I would guess that communication becomes challenging because basketball analytics has a hard time answering “why” questions.  Decision-makers want actionable insights.  In these cases, stats (or metrics) aren’t good enough alone.  You need interpretation, too, which requires contextual knowledge outside of the data.  And in my opinion, this is where the next opportunity lies for sports analysts in the near future, to deftly combine quantitative data with qualitative contextual information to tell a believable and accurate story.

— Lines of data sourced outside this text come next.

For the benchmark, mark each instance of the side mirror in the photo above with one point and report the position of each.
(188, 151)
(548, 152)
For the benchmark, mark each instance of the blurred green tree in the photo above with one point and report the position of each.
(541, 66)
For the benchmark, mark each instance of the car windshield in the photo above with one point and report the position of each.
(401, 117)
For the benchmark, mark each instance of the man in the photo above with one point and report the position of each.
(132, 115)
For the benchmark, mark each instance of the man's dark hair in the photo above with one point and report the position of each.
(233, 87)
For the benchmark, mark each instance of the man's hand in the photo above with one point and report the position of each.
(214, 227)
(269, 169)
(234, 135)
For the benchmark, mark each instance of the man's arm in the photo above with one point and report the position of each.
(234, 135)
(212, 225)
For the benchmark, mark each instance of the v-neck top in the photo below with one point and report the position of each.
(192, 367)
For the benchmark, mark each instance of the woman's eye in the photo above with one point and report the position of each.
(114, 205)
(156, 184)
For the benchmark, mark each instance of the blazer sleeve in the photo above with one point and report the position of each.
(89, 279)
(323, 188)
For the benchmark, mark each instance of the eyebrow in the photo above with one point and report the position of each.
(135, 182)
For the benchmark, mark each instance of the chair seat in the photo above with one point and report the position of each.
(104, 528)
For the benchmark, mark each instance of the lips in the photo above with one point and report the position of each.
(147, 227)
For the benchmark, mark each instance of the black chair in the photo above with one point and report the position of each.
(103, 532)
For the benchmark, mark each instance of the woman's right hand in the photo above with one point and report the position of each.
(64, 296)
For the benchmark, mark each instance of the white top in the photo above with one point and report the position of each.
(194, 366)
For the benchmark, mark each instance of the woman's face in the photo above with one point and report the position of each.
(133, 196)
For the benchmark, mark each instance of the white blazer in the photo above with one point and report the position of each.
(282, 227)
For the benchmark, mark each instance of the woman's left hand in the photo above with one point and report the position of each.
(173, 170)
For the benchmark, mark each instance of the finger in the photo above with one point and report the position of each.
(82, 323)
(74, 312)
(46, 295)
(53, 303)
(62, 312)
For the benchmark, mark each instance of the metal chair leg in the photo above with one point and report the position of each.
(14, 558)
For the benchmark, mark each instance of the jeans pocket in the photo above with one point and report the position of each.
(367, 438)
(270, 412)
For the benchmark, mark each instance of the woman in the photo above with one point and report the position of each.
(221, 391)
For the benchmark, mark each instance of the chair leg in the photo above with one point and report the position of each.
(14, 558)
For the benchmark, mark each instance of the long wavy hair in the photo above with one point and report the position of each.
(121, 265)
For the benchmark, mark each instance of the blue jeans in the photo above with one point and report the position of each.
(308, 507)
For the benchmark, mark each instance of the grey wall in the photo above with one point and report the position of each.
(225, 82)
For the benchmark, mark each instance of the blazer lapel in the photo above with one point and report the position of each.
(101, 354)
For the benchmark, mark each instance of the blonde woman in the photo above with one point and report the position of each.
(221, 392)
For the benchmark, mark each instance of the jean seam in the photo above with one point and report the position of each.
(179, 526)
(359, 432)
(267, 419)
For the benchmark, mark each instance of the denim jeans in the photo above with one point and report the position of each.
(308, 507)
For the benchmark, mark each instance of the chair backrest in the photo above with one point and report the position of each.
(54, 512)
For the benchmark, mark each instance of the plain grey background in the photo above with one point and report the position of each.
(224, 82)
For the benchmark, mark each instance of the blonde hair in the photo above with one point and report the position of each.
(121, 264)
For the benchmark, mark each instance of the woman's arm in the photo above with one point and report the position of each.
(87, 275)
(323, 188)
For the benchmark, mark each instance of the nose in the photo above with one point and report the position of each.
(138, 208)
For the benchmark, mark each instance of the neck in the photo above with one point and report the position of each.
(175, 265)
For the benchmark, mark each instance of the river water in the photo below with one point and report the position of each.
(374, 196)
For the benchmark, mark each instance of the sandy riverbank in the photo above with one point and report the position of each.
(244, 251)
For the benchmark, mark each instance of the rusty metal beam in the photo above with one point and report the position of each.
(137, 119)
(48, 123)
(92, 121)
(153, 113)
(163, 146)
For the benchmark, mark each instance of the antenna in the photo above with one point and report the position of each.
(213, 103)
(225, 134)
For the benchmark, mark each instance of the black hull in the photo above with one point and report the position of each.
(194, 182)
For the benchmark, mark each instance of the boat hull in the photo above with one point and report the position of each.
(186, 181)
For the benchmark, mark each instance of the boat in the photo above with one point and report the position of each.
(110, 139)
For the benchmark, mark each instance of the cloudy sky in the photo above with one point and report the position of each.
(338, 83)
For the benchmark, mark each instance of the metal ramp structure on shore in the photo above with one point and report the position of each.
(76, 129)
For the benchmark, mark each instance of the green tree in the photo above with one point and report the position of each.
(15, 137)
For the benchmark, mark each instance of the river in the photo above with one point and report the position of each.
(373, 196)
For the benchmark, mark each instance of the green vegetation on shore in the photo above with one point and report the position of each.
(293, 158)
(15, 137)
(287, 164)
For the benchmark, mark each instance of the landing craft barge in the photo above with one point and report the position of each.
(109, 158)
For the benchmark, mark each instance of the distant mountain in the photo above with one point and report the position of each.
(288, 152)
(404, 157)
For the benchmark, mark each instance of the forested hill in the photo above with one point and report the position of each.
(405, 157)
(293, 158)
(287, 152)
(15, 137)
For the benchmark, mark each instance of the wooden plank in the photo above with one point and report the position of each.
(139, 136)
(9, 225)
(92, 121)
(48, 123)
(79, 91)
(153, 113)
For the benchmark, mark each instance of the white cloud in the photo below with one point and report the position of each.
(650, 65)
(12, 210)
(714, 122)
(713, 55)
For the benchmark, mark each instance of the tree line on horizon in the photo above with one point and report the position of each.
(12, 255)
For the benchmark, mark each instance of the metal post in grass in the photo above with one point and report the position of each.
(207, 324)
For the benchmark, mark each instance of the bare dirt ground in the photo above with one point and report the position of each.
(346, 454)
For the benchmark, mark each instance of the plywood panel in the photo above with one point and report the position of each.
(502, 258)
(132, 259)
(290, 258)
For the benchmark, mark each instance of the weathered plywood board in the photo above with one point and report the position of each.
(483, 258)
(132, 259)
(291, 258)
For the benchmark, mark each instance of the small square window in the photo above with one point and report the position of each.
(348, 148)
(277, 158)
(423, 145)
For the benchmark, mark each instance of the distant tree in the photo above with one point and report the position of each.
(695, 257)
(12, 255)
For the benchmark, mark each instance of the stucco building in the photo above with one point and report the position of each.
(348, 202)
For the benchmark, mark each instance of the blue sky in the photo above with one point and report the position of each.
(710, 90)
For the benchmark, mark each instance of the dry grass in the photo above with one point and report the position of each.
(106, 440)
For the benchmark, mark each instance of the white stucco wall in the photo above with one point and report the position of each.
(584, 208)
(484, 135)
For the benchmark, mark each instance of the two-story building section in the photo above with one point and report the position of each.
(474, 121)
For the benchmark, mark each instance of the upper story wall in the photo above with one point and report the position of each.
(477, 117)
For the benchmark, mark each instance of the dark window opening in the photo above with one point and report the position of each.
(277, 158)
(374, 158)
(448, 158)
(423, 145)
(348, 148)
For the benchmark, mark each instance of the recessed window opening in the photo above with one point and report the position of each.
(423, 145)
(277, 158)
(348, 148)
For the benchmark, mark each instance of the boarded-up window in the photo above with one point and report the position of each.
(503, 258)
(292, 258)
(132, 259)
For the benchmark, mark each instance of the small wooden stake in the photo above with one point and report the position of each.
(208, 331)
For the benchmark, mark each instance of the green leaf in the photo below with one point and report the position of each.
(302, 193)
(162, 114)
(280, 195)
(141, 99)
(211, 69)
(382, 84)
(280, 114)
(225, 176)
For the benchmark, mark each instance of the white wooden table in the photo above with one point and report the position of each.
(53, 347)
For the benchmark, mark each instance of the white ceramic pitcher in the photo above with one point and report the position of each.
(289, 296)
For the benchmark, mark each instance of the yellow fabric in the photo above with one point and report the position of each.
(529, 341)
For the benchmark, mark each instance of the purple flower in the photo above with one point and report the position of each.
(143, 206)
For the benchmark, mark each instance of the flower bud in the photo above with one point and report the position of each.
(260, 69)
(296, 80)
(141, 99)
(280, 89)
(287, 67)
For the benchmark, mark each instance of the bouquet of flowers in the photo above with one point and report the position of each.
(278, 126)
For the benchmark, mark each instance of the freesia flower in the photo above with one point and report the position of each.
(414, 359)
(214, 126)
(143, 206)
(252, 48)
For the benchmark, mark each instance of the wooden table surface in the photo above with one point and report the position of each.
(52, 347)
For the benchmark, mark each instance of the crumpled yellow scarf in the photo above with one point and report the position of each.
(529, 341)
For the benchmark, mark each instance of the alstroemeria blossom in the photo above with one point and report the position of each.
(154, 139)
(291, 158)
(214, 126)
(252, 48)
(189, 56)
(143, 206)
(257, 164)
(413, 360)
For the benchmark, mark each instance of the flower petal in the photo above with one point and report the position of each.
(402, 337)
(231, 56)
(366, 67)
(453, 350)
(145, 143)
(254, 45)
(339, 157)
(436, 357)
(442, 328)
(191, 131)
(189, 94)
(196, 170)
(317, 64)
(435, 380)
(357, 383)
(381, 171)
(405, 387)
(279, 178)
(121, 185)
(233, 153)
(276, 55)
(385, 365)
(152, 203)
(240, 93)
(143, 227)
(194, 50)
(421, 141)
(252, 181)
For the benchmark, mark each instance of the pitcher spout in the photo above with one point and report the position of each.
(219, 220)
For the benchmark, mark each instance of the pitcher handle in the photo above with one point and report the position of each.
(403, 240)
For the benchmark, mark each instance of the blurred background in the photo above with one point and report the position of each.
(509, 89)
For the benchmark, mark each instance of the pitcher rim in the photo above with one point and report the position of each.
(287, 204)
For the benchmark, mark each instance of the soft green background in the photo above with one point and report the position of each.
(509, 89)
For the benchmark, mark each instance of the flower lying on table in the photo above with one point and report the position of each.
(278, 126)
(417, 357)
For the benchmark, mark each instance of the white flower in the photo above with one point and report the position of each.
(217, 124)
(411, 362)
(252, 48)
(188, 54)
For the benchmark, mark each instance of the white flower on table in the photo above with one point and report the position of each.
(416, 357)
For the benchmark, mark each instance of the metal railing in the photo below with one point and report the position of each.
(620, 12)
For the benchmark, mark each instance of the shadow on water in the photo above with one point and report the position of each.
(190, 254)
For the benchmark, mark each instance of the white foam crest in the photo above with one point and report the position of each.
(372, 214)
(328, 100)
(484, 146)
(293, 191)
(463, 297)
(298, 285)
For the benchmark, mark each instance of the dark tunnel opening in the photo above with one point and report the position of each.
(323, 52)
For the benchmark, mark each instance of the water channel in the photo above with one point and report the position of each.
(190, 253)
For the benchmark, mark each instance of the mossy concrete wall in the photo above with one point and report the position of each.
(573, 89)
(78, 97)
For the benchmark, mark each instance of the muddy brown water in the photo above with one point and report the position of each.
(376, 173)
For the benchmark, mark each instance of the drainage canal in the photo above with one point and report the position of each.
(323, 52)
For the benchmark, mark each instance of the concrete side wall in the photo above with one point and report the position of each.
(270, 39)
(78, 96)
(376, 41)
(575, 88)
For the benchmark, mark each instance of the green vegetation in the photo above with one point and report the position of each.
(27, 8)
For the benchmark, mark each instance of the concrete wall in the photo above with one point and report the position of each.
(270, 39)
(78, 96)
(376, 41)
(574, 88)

In my experience, I’ve always tried to communicate to decision-makers that data will tell us some things, but won’t explain things fully.  Like Nate Silver says, data analysis tends to be probabilistic.  If you can use data to make a CEO or coach 70% confident instead of 50% confident in using a particular strategy, that’s a win.  Learnings from data are typically incremental, and I think the goal should be to accumulate as many incremental learnings as possible, instead of searching for the silver bullet analysis that explains everything.

The prevalence of this topic makes me believe that the statistical movement hasn’t truly taken hold.  To me, the statistical revolution will have happened when teams operate as data-driven organizations, not just organizations that happen to use data.  Being data-driven means questioning assumptions, measuring the right things, and continually testing those assumptions with the data you’ve collected.  Based on the chatter at the conference, I would guess that not many basketball teams meet these criteria.

Too long; didn’t read (TL;DR)

The Sloan conference isn’t as nerdy as its media coverage implies.  Sports analytics is still in its nascent stages, more evolution than revolution, and still behind business analytics that have been doing this for decades.

While there are plenty good stats and quality data analyzers out there, we need more people involved in the ugly but important work of data collection.  We also need open data, because that’s how we’re going to discover the next generation of sports analysts.

Finally, we need to be comfortable communicating both what data analysis does and doesn’t tell us, because we’re comfortable knowing that data analysis can’t explain everything.

Overall, the conference was a good experience.  I met many good people doing good things, and yet I didn’t get to meet as many people as I hoped (I’m terrible at networking).  I just wish more actual analytics happened.  It would be awesome if there were a hackathon during next year’s conference.